At the beginning of protein synthesis, mRNA would be synthesized within the nucleus by transcription, the mRNA produced carries a unique coding for the protein, it will then leave the nucleus through the nuclear pores and attach to ribosomes, allowing translation to take place, where tRNA carries amino acids to the ribosome according to the codons (triplets) on the mRNA, forming a long chain of polypeptide (protein).
TranscriptionTranslation
If this protein was attached to a free-floating ribosome, this protein synthesized would then be an ‘own-use’ protein which is only used within the cell, however, if a ribosome which is attached to the rough endoplasmic reticulum was used, this protein synthesized would then be transported to the Golgi apparatus through a vesicle undergo further modification and packaging, at last the ‘ready’ protein would be transported to the membrane through a vesicle and be released through exocytosis.

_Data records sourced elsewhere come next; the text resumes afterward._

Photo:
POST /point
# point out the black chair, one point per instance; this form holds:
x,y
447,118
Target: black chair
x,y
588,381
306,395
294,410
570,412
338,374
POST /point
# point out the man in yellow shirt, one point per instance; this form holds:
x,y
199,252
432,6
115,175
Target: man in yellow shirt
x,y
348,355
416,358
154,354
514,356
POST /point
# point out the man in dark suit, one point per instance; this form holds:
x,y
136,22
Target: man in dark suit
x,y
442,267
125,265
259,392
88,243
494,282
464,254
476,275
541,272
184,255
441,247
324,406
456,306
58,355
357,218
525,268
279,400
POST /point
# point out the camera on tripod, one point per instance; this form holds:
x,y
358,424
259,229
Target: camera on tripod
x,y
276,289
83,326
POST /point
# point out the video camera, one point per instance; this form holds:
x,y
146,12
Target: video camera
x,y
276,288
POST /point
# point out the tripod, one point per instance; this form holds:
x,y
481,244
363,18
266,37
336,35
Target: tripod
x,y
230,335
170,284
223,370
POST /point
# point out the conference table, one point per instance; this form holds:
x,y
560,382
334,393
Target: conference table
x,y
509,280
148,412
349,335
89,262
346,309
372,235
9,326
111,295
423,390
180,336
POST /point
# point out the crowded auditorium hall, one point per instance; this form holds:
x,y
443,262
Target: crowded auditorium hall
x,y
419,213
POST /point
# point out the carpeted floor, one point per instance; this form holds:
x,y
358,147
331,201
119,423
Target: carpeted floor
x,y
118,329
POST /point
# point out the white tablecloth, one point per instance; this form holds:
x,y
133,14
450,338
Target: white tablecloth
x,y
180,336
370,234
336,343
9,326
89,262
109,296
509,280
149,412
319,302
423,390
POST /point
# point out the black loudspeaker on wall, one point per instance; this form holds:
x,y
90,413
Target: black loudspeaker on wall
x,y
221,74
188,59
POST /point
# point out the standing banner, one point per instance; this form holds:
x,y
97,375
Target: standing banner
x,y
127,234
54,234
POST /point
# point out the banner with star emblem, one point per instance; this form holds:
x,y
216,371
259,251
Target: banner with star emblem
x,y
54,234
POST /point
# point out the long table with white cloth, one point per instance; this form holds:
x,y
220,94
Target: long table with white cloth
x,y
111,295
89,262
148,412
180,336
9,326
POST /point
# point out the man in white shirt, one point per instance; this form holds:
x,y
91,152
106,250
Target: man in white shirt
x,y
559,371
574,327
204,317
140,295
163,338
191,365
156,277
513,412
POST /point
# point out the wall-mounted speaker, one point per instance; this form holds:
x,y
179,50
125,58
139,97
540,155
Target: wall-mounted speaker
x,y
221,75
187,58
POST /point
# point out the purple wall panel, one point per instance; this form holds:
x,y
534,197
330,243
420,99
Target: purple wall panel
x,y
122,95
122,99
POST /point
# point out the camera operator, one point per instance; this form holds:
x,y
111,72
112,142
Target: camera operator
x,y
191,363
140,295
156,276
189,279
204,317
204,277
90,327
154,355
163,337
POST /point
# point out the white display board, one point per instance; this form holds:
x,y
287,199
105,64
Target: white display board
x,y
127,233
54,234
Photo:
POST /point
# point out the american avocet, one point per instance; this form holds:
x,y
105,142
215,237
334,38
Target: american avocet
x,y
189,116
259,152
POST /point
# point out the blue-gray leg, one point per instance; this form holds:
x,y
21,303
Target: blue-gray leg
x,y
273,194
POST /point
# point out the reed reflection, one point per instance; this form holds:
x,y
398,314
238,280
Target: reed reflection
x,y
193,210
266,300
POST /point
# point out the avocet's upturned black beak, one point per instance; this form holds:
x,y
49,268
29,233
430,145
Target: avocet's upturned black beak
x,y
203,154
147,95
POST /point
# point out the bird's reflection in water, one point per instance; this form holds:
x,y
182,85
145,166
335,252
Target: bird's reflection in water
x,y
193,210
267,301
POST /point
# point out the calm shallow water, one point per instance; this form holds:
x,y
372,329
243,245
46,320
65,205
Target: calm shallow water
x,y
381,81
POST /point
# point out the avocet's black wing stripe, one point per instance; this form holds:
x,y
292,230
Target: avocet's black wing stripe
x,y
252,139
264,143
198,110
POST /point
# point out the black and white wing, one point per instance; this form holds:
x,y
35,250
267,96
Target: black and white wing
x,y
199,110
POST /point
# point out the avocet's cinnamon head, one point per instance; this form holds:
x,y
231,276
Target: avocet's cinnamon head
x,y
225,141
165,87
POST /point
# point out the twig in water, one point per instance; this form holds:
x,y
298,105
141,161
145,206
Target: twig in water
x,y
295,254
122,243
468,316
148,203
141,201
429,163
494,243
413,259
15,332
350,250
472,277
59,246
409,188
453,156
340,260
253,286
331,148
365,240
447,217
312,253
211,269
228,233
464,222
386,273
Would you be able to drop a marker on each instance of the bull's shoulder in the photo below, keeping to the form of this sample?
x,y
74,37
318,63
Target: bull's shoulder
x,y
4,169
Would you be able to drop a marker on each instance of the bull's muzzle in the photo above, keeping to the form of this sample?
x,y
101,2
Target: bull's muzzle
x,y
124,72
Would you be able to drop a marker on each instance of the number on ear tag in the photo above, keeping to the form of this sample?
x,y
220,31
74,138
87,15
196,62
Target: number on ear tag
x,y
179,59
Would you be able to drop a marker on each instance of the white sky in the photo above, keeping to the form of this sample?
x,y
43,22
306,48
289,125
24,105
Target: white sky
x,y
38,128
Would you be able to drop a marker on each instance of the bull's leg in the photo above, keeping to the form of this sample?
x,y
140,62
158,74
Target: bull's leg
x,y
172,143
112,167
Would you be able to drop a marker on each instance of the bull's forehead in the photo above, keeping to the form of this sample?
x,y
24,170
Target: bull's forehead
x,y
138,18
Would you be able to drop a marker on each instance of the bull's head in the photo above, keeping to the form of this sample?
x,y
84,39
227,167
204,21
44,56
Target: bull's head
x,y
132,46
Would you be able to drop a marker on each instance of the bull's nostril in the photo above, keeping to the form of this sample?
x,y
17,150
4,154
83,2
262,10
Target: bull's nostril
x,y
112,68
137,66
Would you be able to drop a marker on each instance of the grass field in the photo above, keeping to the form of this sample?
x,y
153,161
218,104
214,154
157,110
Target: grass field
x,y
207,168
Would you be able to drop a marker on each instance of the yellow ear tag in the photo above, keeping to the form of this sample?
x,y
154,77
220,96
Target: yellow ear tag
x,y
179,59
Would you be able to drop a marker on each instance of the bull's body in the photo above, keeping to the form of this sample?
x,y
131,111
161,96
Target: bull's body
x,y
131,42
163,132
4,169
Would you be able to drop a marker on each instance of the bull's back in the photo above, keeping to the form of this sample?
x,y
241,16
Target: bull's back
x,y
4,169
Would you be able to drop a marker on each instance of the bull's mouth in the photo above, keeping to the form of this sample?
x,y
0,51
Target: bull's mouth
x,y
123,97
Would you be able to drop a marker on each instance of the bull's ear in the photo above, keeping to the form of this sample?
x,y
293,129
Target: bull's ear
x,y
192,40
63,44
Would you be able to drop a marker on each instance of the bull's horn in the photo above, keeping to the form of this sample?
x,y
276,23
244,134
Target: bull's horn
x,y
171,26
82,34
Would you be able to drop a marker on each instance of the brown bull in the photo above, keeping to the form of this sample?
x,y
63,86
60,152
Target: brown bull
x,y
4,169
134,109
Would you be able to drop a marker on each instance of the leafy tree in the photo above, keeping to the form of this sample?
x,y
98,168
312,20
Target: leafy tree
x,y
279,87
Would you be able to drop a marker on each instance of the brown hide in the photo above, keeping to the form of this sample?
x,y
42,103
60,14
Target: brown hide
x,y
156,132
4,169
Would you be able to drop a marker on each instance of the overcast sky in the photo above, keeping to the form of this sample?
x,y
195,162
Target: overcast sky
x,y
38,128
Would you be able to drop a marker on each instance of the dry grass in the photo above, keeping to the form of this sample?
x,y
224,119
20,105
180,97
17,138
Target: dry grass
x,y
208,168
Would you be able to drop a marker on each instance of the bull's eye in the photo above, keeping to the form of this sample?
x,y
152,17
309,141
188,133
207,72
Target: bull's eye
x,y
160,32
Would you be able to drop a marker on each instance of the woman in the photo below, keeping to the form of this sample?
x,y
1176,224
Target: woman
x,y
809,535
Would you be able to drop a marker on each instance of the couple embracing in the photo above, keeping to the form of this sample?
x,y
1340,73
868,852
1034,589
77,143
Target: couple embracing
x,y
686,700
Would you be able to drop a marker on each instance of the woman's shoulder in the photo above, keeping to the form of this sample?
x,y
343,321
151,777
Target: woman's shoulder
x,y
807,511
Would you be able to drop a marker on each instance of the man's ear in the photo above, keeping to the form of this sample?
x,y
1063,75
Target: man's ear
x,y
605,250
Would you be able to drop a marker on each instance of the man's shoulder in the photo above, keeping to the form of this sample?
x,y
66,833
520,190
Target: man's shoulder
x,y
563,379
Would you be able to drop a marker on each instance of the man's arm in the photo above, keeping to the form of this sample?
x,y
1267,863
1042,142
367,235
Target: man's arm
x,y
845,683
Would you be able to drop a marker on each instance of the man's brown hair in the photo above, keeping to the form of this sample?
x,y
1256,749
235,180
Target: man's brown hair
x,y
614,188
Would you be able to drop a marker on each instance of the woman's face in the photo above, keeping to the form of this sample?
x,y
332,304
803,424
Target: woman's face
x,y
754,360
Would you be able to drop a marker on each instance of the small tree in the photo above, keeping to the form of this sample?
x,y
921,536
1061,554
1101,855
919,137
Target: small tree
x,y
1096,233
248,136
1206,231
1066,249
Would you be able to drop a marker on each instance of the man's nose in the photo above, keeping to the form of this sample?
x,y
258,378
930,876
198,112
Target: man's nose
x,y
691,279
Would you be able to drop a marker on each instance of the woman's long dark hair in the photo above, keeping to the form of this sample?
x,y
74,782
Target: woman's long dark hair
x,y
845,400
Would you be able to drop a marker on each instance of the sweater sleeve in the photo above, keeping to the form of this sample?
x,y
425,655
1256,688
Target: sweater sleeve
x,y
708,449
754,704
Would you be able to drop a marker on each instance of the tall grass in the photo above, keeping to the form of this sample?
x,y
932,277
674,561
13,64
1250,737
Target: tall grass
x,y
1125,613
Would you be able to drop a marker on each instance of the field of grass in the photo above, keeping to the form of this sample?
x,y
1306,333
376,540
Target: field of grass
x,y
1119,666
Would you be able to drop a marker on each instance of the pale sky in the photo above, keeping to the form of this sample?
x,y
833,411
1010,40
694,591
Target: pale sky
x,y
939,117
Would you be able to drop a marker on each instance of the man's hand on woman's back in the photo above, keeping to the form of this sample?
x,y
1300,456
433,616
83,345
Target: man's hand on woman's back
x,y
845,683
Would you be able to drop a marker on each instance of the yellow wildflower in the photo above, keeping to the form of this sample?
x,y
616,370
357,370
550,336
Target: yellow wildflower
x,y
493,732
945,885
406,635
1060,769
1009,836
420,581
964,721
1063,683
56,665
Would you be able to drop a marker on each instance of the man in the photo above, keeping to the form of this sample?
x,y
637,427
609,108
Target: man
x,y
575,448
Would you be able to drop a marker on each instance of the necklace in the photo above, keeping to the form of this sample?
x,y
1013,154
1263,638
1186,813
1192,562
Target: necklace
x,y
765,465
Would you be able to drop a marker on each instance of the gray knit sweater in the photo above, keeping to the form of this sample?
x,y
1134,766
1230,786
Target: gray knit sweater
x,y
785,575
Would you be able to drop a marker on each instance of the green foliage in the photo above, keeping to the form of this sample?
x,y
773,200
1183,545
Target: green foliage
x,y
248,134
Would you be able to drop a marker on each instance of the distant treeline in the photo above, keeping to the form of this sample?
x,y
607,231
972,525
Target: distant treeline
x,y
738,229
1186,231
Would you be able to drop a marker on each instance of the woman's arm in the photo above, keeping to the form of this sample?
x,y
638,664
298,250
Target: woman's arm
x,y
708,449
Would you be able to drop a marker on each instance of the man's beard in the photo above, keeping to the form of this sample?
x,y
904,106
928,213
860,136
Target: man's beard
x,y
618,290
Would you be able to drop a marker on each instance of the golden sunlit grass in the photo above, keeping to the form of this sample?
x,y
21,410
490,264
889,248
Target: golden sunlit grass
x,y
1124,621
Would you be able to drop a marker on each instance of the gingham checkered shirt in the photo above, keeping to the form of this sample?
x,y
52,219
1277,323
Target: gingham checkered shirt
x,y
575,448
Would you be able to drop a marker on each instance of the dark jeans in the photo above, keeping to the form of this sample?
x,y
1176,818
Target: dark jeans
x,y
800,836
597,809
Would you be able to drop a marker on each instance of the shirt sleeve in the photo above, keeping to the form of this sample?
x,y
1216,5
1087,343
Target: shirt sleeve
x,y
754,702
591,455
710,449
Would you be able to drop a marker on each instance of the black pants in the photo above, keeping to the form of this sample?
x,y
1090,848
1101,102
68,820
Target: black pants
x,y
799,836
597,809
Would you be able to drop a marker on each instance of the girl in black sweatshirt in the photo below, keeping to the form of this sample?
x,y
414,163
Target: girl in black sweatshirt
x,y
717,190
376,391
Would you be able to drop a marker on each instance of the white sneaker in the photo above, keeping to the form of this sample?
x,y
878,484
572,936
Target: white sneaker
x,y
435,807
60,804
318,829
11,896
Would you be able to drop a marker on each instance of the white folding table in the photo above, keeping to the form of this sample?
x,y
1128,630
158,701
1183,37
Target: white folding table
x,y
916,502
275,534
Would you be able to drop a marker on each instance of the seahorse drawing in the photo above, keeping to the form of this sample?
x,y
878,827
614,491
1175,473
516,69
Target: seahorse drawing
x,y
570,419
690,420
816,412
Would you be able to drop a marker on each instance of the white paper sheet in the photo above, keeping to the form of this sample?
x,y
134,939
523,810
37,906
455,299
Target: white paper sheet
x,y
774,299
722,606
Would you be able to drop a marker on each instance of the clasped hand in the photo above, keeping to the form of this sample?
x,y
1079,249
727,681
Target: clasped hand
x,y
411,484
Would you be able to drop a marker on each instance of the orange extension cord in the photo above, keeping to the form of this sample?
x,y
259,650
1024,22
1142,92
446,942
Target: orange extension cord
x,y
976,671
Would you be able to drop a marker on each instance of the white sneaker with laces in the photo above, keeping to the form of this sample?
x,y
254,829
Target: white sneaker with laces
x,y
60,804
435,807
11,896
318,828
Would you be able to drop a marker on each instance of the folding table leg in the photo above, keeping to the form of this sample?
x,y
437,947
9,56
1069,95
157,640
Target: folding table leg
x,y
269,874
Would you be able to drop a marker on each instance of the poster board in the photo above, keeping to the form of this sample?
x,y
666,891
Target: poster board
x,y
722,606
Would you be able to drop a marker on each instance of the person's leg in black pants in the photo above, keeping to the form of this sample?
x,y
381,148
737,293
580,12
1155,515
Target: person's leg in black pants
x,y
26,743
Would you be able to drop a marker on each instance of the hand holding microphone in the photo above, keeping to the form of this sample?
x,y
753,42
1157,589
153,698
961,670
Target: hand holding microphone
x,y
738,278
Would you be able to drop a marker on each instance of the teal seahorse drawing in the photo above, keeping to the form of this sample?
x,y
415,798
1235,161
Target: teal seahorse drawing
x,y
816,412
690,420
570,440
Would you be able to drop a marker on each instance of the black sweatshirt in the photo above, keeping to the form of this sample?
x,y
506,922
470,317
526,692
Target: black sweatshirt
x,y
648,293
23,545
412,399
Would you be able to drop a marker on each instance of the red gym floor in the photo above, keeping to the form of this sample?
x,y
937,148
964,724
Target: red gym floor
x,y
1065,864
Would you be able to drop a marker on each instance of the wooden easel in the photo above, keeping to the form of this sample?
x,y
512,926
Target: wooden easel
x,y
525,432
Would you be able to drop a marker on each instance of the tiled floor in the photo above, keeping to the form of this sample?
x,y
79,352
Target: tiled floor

The above diagram sums up the different stages in cell respiration (ATP synthesis).
ATP synthesis involves three stages, Glycolysis, Krebs cycle and Oxidative phosphorylation, in which Glycolysis take place in the cytoplasm and the other two stages take place in the matrix and the inner membrane of the mitochondria respectively.
The whole process was initiated by the breakdown of glucose into pyruvate (Glycolysis), it would then be converted into acetyl CoA which would then combine with oxaloacetate to form a six-carbon compound which would then be reduced (Krebs Cycle), releasing large amount of Hydrogen, reduced NAD and reduced FAD (which would release Hydrogen in the last stage) , the large amount of Hydrogen would pass through ATP synthase due to the electrochemical gradient between the matrix and the inner membrane of mitochondria, and this movement creates a large amount of ATP (oxidative phosphorylation).
To conclude, compartmentalization promotes a sense of division of labour, allowing different organelles maximizing their role and allowing them to work together to bring out important processes for the cell.